An approach for estimating haplotype diversity from sequences with unequal lengths

1. Genetic diversity is an essential component of biodiversity. Developing robust quantification methods is critically important in depicting the genetic diversity underlying the geographical distributions of species, especially for the sequence data with unequal lengths. 2. Traditional calculation of genetic diversity depends on sequences of equal length.

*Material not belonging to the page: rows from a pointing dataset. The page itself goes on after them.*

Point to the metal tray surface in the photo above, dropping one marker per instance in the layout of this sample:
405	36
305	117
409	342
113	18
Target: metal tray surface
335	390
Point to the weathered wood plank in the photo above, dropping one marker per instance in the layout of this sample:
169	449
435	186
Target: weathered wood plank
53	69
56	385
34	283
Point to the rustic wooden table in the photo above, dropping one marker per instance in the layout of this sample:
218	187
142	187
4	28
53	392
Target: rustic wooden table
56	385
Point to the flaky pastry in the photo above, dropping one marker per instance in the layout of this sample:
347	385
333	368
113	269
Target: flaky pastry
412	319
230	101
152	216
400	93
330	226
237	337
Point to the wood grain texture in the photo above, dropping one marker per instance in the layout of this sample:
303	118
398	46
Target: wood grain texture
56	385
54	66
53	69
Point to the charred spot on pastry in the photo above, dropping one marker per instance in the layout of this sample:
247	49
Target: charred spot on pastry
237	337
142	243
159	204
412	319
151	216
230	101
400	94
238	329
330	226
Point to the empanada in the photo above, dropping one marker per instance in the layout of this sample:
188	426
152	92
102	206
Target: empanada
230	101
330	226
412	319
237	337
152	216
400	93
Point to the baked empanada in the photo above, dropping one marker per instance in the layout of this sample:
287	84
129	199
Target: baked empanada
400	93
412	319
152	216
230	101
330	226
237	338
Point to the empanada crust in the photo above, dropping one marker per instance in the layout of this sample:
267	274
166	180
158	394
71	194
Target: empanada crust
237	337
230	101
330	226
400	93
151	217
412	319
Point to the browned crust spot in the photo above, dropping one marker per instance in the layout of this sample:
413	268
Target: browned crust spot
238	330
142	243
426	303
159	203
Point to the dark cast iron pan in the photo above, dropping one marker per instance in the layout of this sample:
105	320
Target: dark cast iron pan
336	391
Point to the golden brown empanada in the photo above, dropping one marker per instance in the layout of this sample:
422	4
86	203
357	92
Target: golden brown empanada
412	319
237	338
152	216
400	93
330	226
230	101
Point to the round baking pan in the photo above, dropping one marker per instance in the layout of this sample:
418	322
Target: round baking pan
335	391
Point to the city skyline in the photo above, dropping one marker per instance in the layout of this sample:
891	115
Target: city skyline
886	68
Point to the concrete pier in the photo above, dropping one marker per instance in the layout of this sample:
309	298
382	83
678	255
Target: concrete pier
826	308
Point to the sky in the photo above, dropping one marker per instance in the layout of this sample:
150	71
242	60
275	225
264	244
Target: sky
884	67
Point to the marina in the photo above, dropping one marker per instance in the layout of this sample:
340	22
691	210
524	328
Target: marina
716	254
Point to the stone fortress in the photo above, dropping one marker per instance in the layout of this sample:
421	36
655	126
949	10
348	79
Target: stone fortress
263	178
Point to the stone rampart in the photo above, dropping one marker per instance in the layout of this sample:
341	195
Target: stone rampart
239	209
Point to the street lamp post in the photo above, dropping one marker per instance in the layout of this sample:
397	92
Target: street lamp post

However, many homologous sequences downloaded from online repositories vary in length, posing a significant challenge to quantify the genetic diversity, especially haplotype diversity. We developed a new approach independent of sequence length by applying the same parameters used in calculating nucleotide diversity to estimate haplotype diversity. We compared this novel approach with the calculations by the program DNAsp, and we used simulation data from terrestrial vertebrates (birds, mammals and amphibians) and Homo sapiens to validate the method's performance. We further applied this approach to explore the global latitudinal gradients of haplotype diversity in amphibians, mammals and birds, and compared the results by traditional methods. 3. The haplotype diversity calculated by our novel approach is consistent with the results from DNAsp. The simulations showed that our approach is robust and has a good estimating performance for sequence data with unequal lengths. 4. For the datasets of terrestrial vertebrates and H. sapiens, our approach is capable of estimating haplotype diversity with unequal intraspecific sequence lengths. In contrast to patterns based on traditional methods, we observed different latitudinal patterns of haplotype diversity between the northern and southern hemispheres for terrestrial vertebrates, which is consistent with the updated pattern of nucleotide diversity for mammals. The present work contributes to the development of more precise quantification methods, which may be broadly applied to assessing biogeographical patterns of genetic diversity.